We in the Protestant tradition don't do much with the church calendar, but for thousands of years Catholics and Orthodox believers have, in anticipation of Christmas day, celebrated Advent season. This is a time of expectant waiting, in which we experience solidarity with our historical brethren, the Israelites who waited on the Messiah to free them from Roman oppression.

Advent is a time of solemn reflection and persistent hope in the face of overwhelming obstacles and seemingly hopeless causes, and I can think of no themes more necessary for our current milieu than these. During Advent time we wait for God to show up, trusting God will because God has before and has promised to again.

Advent is the conscious choice to hope in spite of all evidence to the contrary. It is counter-intuitive, counter-cultural and counter-logical, but it is in such paradox that its beauty resides. It is so easy to let go of hope and faith. It is a simple response to life's biggest mysteries. But I, for one, have just about had my fill of simple answers.

"Advent is not for the naïve. Because in spite of the dark and cold, we see light—you look up, or you make light, with candles, trees. And you give light. Beauty helps, in art and nature and faces. Friends help. Solidarity helps. If you ask me, when people return phone calls, it’s about as good as it gets. And who knows beyond that." - Anne Lamott.

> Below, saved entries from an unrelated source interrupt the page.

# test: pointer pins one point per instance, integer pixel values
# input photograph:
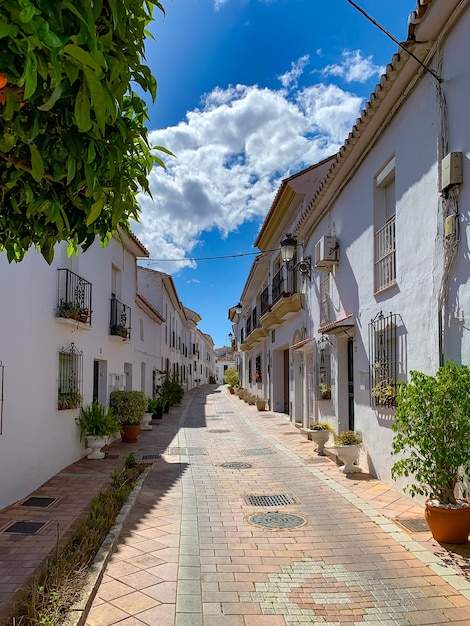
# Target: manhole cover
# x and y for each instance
(275, 500)
(39, 501)
(236, 465)
(274, 519)
(25, 528)
(256, 452)
(414, 525)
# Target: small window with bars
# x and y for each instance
(383, 360)
(70, 382)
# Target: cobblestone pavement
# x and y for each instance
(200, 548)
(240, 523)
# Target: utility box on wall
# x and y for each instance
(451, 170)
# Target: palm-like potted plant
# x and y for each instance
(347, 445)
(319, 432)
(129, 408)
(96, 424)
(432, 435)
(231, 378)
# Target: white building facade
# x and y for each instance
(383, 242)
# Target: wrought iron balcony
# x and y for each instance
(73, 297)
(120, 321)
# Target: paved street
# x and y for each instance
(279, 537)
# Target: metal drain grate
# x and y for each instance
(40, 501)
(236, 465)
(414, 525)
(274, 519)
(186, 451)
(256, 452)
(275, 500)
(25, 528)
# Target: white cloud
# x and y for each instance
(354, 67)
(289, 79)
(230, 157)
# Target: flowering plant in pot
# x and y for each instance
(129, 408)
(96, 424)
(347, 444)
(432, 435)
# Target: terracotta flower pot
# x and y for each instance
(448, 525)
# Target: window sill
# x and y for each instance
(386, 288)
(75, 323)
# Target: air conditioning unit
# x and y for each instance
(326, 252)
(117, 382)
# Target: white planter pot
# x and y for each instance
(145, 422)
(348, 454)
(320, 437)
(95, 443)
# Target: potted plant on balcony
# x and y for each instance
(319, 432)
(347, 445)
(325, 391)
(96, 424)
(432, 435)
(129, 408)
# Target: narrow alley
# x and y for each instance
(240, 523)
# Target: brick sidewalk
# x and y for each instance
(71, 491)
(192, 554)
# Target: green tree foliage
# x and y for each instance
(74, 150)
(432, 432)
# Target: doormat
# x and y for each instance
(25, 528)
(39, 501)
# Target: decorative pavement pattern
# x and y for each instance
(312, 592)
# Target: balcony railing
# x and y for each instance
(385, 264)
(73, 297)
(120, 320)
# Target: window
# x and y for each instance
(324, 368)
(383, 360)
(324, 297)
(258, 376)
(385, 208)
(70, 378)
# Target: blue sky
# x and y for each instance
(249, 92)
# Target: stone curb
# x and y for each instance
(78, 613)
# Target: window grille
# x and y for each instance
(70, 383)
(383, 360)
(385, 261)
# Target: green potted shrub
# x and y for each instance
(347, 445)
(96, 424)
(432, 437)
(129, 408)
(231, 378)
(319, 432)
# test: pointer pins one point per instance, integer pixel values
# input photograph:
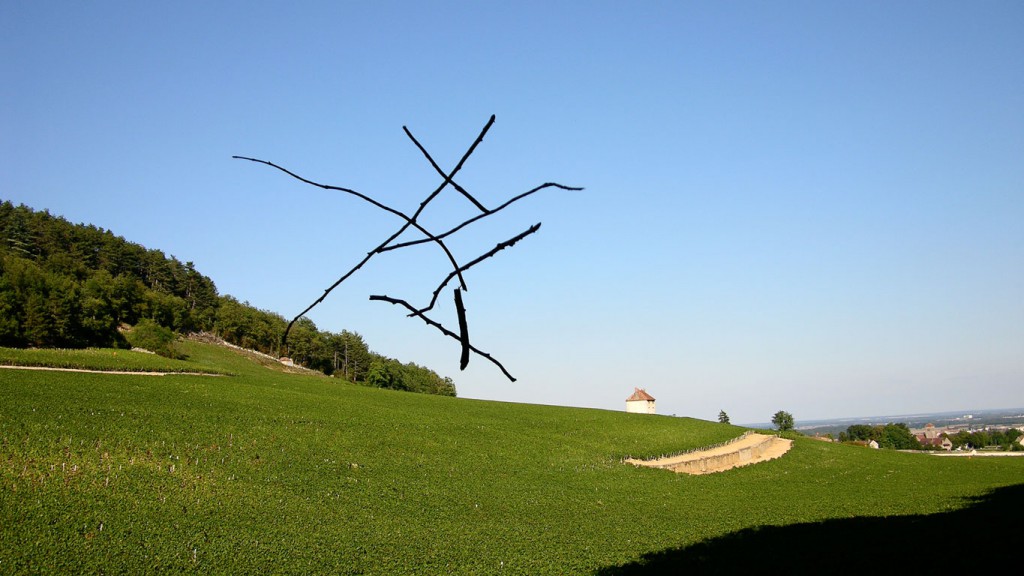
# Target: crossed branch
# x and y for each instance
(412, 221)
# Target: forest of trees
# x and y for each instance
(65, 285)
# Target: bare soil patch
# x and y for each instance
(748, 449)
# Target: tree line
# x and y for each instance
(65, 285)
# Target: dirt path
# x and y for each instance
(127, 372)
(748, 449)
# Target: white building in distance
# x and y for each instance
(640, 402)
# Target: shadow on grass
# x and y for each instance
(984, 535)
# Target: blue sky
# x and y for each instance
(805, 206)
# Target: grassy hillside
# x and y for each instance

Advent means that Christmas is coming even if it ought to have given up the ghost long ago (Christmas is stubborn that way). And let us not forget for a moment what Christmas means, how miraculous and precious it is. Christmas says that God shows up, that God comes down and incarnates, lives with us, alongside us. That God is not absent after all, but tangibly present. Why an infinite God might clothe Godself with finitude just to take a closer walk with us is beyond me, but it brings tears to my eyes all the same.

Christmas means the star actually leads to the God-child, and the journey will turn out to have been worthwhile.


"But Mary treasured up all these things and pondered them in her heart."